Si pour les savonnières, le défi à relever réside dans l’emballage, pour leurs collègues ‘’batikières’’ et teinturières traditionnelles, l’Etat doit songer à subventionner leurs activités pour donner un sens au concept d’autonomisation des femmes, levier sûr pour atteindre l’émergence. ‘’Les femmes constituent plus de la moitié de la population. Elles ont besoin d’être soutenues pour être de vraies actrices du développement. Nous ne voulons plus être des consommatrices passives. Le temps est à l’action. Grâce aux activités développées et aux différentes formations, nous ne nous lançons jamais dans une activité qui ne soit pas rentable, nous sommes en mesure de planifier nos projets et de réaliser une étude de marché.’’

‘’Il faudrait que les Sénégalais se fassent aussi à l’idée qu’il y a du travail dans ce pays’’
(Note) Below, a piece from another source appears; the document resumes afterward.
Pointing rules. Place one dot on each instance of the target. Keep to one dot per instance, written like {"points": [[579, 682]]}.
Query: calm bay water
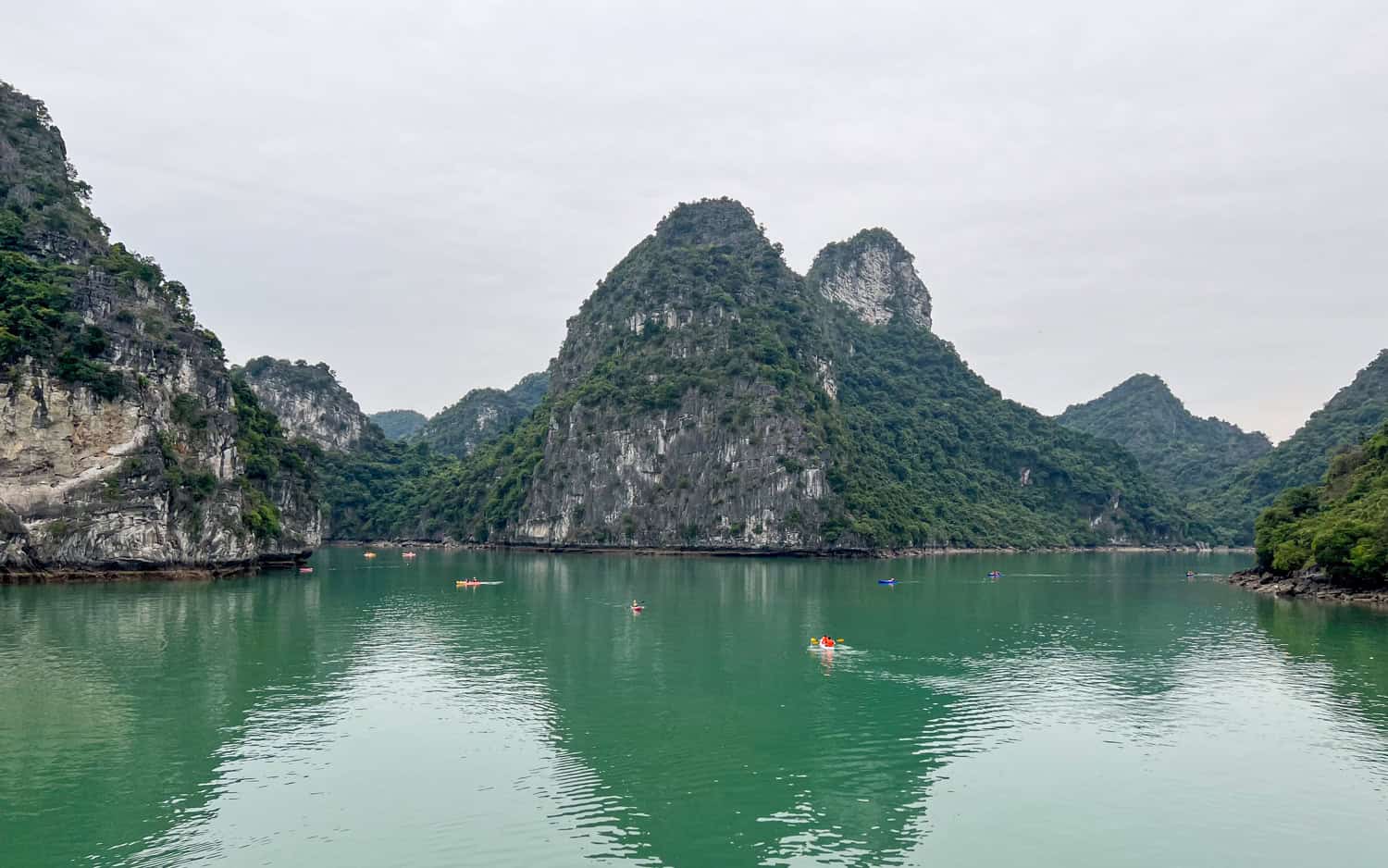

Pour la présidente de l’association des ‘’batikières’’ de la Médina, Mme Aminata Diagne, le renforcement des capacités des femmes est le meilleur raccourci pour atteindre l’émergence et conduire à des transformations sociales. ‘’Il faudrait que les Sénégalais se fassent aussi à l’idée qu’il y a du travail dans ce pays. Ils doivent accepter de développer leurs capacités pour contribuer à la création de richesses et d’opportunités. Qu’ils acceptent de s’instruire, de se former et de travailler. ‘’Penda Diop fait en effet partie des femmes qui se sont lancées dans des activités de teinturerie et de batik. Elle se réjouit d’avoir intégré cette association de femmes qui a impacté positivement sur sa vie. ‘’Nous créons des modèles batik. On apporte de la plus-value dans nos foyers. Durant les grandes fêtes religieuses, par exemple, on n’est plus tenue de renouveler notre garde-robe. On s’offre du neuf en retapant les vieux habits de la famille.’’

Ces femmes évoluant dans les filières savonnerie, textile et lingerie ont été équipées en balance précision, table de coupe, moule, estampeuse, placard de rangement, accessoires et autres matériels de service, mais leurs moyens restent très limités.